PLFSS 2021: Adapter notre système de santé pour garantir l’accès aux thérapies géniques
L'Usine Nouvelle - Avis d'Expert
NOV. 04, 2020
Alors que les discussions sur le budget de la santé pour 2021 se poursuivent au Parlement, Frédéric Prince, directeur général France de la biotech Bluebird Bio, salue les avancées des derniers mois et appelle à l'amplification des réformes visant à intégrer les traitements innovants au système français.
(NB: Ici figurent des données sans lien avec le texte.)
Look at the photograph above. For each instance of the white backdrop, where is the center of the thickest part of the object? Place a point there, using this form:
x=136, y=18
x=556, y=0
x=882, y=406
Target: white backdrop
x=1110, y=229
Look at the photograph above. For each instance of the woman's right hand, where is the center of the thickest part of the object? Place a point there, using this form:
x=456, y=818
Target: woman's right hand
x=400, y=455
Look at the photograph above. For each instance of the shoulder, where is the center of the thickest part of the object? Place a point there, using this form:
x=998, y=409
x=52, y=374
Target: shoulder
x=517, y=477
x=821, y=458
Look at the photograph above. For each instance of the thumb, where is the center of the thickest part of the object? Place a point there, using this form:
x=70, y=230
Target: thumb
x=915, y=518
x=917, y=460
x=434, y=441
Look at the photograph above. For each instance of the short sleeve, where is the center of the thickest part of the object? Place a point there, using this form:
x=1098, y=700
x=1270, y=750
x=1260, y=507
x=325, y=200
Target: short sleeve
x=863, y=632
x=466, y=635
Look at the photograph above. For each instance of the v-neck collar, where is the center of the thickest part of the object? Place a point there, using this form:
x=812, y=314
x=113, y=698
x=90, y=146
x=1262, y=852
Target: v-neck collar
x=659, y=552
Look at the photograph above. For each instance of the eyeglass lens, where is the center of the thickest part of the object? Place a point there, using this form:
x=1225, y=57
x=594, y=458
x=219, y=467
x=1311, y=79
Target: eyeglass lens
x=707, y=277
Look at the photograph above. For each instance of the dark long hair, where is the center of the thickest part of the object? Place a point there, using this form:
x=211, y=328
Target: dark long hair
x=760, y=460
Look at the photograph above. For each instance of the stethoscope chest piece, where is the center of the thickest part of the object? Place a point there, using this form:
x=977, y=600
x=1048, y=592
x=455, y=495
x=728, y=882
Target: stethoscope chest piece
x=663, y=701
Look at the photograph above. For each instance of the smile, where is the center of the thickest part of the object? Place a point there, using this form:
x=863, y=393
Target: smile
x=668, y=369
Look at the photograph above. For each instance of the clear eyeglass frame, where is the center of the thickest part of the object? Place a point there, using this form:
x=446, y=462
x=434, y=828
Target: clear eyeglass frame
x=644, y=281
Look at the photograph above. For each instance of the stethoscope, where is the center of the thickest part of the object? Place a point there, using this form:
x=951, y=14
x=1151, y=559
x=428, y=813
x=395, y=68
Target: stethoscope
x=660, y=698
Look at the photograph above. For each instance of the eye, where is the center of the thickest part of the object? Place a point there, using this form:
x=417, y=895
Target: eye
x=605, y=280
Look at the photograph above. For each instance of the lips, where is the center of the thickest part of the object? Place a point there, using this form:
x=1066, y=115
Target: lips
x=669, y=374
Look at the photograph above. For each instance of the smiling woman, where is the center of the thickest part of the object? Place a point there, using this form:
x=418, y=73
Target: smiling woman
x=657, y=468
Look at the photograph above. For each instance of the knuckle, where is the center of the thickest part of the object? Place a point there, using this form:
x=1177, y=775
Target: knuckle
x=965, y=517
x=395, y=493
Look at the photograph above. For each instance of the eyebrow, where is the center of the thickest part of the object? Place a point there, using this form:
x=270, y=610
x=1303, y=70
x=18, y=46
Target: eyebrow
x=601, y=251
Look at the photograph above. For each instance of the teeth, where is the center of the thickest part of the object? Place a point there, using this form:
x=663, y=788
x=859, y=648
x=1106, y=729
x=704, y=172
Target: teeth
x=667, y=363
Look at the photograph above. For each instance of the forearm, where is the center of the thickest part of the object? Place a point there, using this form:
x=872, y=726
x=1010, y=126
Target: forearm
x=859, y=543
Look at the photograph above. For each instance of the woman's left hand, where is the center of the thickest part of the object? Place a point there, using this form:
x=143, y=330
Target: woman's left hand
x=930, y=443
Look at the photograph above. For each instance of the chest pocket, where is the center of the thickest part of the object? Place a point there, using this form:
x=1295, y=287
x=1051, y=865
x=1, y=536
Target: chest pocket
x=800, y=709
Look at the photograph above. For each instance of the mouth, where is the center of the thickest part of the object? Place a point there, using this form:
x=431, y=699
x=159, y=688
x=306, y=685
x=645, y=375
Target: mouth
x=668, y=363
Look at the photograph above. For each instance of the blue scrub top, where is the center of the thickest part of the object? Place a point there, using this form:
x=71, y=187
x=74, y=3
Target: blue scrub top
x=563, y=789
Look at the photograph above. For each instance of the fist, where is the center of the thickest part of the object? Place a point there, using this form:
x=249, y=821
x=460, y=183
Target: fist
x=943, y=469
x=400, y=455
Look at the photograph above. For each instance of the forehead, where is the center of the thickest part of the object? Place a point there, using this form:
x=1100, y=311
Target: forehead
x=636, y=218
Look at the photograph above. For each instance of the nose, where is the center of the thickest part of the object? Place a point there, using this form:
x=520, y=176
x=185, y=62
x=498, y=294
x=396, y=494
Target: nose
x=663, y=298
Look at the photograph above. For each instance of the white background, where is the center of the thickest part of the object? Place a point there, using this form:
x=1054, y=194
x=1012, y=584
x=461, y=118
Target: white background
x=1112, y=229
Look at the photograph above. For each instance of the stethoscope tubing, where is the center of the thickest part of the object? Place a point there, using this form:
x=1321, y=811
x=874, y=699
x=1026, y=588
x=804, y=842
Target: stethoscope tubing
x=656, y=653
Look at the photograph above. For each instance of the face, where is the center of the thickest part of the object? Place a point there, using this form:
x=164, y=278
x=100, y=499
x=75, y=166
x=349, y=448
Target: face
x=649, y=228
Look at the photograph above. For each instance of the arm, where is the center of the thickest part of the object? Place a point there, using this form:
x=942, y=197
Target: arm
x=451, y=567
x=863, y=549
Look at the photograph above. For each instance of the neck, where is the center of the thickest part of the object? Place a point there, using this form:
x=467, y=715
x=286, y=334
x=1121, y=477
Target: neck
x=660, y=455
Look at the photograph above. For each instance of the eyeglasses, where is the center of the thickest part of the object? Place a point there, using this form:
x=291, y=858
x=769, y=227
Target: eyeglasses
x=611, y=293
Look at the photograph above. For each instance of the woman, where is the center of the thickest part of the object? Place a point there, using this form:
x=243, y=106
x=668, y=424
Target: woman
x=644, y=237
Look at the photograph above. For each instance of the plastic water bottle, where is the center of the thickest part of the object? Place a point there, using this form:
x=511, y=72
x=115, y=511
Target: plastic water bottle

Plusieurs mesures cruciales pour l’avenir de notre système de santé sont actuellement débattues par nos parlementaires dans le cadre du Projet de loi pour le financement de la sécurité sociale (PLFSS) pour 2021. Au-delà des adaptations que requiert la crise que nous traversons depuis l’apparition de la Covid-19, ces discussions aborderont ainsi nombre d’enjeux fondamentaux, et notamment l’accès des patients aux innovations thérapeutiques.
Les thérapies géniques, en ciblant la source de maladies génétiques rares et graves, sont en particulier une source d’espoir pour certains patients, mais également pour l’organisation des soins.
Ces innovations de rupture à visée curative offrent non seulement des perspectives de traitement efficace à long-terme après une seule injection, mais permettraient également une réallocation de certaines des ressources associées aux traitements chroniques actuels. Celles-ci pourraient alors donner de plus amples marges de manœuvre lors de crises sanitaires comme celle que nous vivons aujourd’hui, ou être redirigées vers la prise en charge d’autres pathologies.
Au cours des derniers mois, plusieurs initiatives ont été prises afin de favoriser l’intégration des traitements innovants dans notre système de santé. En janvier 2020, la Haute autorité de santé (HAS) a présenté un "Plan d’action pour les médicaments innovants". En juin, la Caisse nationale d’assurance maladie (Cnam) a proposé, dans son rapport "Charge et produits 2021" de mettre en place un système de paiement à la performance échelonné dans le temps pour les thérapies innovantes. Le PLFSS de cette année s’ajoute ainsi à cette série d’initiative avec une ambitieuse réforme du processus d’accès aux médicaments innovants avant leur lancement officiel sur le marché français (ATU).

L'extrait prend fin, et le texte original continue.